Depuis deux ans, la France insoumise demande le blocage des prix de produits alimentaires, voire du carburant en France pour lutter contre l'inflation galopante depuis le début de la guerre en Ukraine. Emmanuel Macron a pour sa part apporté une réponse, dimanche 24 septembre, lors de son interview télévisée. "Je vais vous dire, ça ne marche pas le blocage des prix, a-t-il tranché, parce que les prix ne sont plus administrés dans notre pays."
La phrase n'est pas passée inaperçue. Quelques minutes plus tard, Mathilde Panot, la présidente du groupe Insoumis à l'Assemblée nationale, affirmait que "Macron ment". Sur le réseau social X, anciennement Twitter, elle traitait le président de la République d"incapable". Le lendemain matin, lundi 25 septembre, c'était au tour de Manuel Bompard, le coordinateur du parti, de commenter les propos du président sur BFMTV. "Non mais ça, ce n'est pas un argument. 'Ça ne marche pas parce que ce n'est pas le cas'. Bon, d'accord, mais moi j'attendais des arguments", a-t-il répliqué, avant d'asséner à son tour que "c'est faux, parce que ça existe".
Le Code du commerce permet le blocage des prix
En réalité, les deux camps ont raison. En effet, comme le dit Emmanuel Macron, le temps où le prix de la baguette de pain et du café au comptoir était décidé par l'État est déjà loin. Les prix ne sont plus administrés en France depuis plusieurs décennies et cela a été entériné en 1986 avec l'instauration officielle de l'économie de marché et du libre jeu de la concurrence qui permet aux entreprises de fixer elles-mêmes leurs tarifs en toute indépendance.
Néanmoins, cela n'empêche pas Manuel Bompard et les élus insoumis de dire aussi la vérité : il est aussi possible, dans certaines situations, de bloquer les prix par décret pour un maximum de six mois. L'article L410-2 du Code du commerce stipule que le gouvernement peut décider par décret en Conseil d'État de mettre en place des "mesures temporaires" contre "des hausses ou des baisses excessives de prix", qui sont "motivées par une situation de crise, des circonstances exceptionnelles, une calamité publique ou une situation manifestement anormale du marché dans un secteur déterminé".
L'inflation correspond-elle à ces "circonstances exceptionnelles" ?
Mais cette définition reste tout de même assez vague.

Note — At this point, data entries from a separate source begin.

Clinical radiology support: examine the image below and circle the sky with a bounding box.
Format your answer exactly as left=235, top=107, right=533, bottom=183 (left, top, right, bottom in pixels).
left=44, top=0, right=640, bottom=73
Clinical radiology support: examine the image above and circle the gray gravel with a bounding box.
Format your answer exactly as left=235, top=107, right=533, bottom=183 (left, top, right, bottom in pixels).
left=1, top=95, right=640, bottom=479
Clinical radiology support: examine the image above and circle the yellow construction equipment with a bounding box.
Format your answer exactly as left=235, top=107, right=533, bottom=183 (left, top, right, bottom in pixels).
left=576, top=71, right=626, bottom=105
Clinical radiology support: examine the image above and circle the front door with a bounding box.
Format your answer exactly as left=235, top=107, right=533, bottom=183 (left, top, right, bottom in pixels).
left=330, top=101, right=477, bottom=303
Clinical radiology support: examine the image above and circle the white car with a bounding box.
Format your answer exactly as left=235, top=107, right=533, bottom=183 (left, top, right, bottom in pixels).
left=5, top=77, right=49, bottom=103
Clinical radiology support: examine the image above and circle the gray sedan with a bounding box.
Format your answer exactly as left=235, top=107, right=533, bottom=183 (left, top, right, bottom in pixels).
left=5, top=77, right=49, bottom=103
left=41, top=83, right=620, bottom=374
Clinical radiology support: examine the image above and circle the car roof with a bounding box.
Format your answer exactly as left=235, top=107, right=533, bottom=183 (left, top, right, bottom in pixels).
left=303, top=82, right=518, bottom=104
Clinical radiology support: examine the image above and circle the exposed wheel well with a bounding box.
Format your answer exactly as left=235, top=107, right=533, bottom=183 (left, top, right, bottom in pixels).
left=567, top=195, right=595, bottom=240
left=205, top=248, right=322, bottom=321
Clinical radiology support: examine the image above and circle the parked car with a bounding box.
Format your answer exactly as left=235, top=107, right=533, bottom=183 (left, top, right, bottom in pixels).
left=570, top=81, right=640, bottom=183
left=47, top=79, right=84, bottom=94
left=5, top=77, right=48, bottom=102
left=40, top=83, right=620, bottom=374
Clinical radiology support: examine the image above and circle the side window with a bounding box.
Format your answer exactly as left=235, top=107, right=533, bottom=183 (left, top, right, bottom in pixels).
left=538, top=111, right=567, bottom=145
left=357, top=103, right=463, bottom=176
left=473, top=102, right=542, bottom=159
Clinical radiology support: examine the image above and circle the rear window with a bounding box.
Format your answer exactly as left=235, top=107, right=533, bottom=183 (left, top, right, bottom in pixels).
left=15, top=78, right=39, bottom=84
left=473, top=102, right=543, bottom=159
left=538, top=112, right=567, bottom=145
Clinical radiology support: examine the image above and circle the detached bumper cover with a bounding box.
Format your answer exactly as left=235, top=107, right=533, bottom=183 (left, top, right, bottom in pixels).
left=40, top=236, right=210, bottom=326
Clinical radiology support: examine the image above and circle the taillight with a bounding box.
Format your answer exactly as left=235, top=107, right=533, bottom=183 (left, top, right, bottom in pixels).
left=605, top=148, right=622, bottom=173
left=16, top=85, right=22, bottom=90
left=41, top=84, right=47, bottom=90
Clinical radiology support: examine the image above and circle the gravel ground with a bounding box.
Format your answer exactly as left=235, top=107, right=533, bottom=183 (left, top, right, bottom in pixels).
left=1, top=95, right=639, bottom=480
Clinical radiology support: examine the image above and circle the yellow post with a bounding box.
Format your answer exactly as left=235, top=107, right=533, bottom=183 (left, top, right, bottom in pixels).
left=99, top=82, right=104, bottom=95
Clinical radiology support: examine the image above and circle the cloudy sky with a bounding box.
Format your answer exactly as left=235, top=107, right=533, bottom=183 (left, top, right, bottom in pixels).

Le Code du commerce ne dit pas précisément ce que sont ces circonstances dites "exceptionnelles". Il y a une liberté d'interprétation qui pousse chacun, selon ses opinions et sa compréhension du droit, à penser que la situation actuelle correspond ou non à une situation exceptionnelle.
Le site Les Surligneurs, tenu par des enseignants spécialisés dans le décryptage du droit, s'est penché sur la question à plusieurs reprises depuis le début de cet épisode de forte inflation. En janvier dernier, il estimait que "l'inflation généralisée actuelle ne répond[ait] pas à ces critères", car elle n'était "pas exceptionnelle". Nous avions "déjà connu en France une inflation à deux chiffres" et qu'il n'y avait pas non plus "de situation anormale du marché : la concurrence jou[ait] normalement".
Les spécialistes estimaient également en septembre 2021, alors que Jean-Luc Mélenchon, candidat de la France insoumise à l'élection présidentielle de 2022, avait inscrit le blocage des prix des produits de première nécessité dans son programme, que l'alimentaire était une "catégorie très large". Ils trouvaient difficilement imaginable "un blocage des prix pour de l'alcool ou des bonbons qui n'ont rien d'essentiel" et concluaient qu'il "faudrait donc établir une liste de produits alimentaires essentiels (fruits, légumes, viandes, œufs, par exemple)". Il faudrait aussi "démontrer que des difficultés d'approvisionnement de ces produits créent une inflation telle que cela empêcherait une partie de la population de se nourrir en l'absence d'intervention de l'État". Deux ans plus tard, d'aucuns pourraient arguer que l'augmentation de la fréquentation des banques alimentaires en est une preuve. "La France a faim", a martelé Mathilde Panot.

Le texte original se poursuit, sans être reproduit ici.